Chapter 3

"…an eerie type of chaos can lurk just behind the façade of order – and yet, deep inside the chaos lurks an even eerier type of order."

- Douglas Hostadter


It is surprising, what can be seen in darkness. The streets of Gotham gasped in shadows, from its scarce uptown boulevards to its labyrinth of rotting slums. What tyranny, what betrayal, what death spawned from that city's rotting core. It brought darkness which boldly swam inches from light and effectively killed half-lit streetlamps. No man can escape its hushed lullaby, its frozen but comforting embrace, and from its lingering promises, criminals are born.

Under its veil, thieves swarm through alleyways looting and murdering the city's last dampened lights. In the moist caverns of a well-known boulevard, however, where constant shadow crept upon decaying stone, a hero emerged – raised in prosperity, nearly drowned as a witness to double murder, haunted and loved by both shadow and light; nightmare of nightmares; god amongst the godless; Black Prince; Guardian; Lord of Bats; King of Shadows –

Batman, the Dark Knight.

As he was crowned with shadow's darkness cape, the Bats of Gotham took their rule. A city controlled by alley dogs fell to the claws of bats, and though the Guardian crusaded for the innocent, he cared not for the affairs of cats and dogs. For enforcement of their rule, he received information. Bats were resourceful creatures; they were never hidden from the actions Gotham's darkness overshadowed. The darkness nurtured its villains but loved its demons more – faster demons, better demons; demons who could navigate their own way, demons that could see the shadow's hidden truth.

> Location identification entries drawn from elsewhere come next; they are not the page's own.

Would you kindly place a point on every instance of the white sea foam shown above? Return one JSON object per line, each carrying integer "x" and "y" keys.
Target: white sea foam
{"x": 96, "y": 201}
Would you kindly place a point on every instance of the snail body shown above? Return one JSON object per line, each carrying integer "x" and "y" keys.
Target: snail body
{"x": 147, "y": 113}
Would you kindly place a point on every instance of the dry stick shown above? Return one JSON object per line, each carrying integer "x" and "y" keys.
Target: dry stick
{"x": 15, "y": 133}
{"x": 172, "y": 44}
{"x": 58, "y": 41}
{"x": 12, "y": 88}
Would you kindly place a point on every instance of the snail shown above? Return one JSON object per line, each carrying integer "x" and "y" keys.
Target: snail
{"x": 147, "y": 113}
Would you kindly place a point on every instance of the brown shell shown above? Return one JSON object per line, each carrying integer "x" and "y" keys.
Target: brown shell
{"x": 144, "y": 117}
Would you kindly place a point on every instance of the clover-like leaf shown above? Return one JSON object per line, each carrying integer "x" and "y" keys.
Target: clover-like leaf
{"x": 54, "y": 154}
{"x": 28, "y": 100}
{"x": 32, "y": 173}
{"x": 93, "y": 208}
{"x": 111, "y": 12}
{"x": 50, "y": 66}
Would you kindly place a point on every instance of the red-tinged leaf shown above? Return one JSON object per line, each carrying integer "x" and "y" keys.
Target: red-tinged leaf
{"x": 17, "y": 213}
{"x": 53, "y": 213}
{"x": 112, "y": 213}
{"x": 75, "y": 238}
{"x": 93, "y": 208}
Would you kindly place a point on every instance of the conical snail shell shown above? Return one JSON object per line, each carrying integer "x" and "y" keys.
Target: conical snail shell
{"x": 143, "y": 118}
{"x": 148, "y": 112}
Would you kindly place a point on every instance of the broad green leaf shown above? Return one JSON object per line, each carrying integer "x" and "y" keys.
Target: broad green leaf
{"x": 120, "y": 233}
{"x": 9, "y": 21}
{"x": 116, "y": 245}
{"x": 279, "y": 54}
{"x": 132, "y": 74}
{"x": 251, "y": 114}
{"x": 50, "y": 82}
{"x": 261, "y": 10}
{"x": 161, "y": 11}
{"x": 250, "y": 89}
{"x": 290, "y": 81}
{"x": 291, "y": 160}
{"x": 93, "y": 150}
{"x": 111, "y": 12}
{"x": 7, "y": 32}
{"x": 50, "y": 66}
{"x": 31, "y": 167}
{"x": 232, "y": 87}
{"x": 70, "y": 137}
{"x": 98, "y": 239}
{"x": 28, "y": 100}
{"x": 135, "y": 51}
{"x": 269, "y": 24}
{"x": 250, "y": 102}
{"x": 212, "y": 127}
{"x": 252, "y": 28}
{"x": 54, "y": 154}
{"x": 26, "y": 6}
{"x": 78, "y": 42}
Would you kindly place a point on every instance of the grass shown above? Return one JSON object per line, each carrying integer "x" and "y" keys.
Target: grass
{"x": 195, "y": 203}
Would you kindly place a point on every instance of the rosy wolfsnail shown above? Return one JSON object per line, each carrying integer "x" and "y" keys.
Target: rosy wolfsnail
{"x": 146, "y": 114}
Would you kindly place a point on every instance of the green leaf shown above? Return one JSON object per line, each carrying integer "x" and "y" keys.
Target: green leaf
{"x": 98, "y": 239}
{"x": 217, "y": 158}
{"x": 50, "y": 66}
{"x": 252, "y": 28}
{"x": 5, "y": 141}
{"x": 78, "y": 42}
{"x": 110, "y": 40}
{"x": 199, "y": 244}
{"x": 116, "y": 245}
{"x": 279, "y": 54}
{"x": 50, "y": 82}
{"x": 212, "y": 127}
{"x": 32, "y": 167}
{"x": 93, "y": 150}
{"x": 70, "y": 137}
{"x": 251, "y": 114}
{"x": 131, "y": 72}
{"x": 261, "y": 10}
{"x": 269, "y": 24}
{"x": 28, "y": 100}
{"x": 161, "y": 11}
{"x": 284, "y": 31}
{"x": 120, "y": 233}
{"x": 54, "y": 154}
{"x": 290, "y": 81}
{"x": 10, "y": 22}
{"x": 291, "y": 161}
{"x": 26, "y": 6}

The bats were observant; they knew their own kind.

And bats knew devils when they saw them.


November 11, 10:04 a.m.

Gotham City, New Jersey

Daylight rolled over a stain glass rounded sky, the light pouring onto concrete and casting a dull rainbow upon the floor. A green rat scurried amongst the colors, followed closely by an enigma in darker blue. While Beast Boy enjoyed the finer things and bathed in purple before stepping into artificial light, Raven caught every spider web, every speck of dirt, every fluttering piece of dust. She hated city hall. It resembled a temple where monks uttered lies weaved by political puppet masters.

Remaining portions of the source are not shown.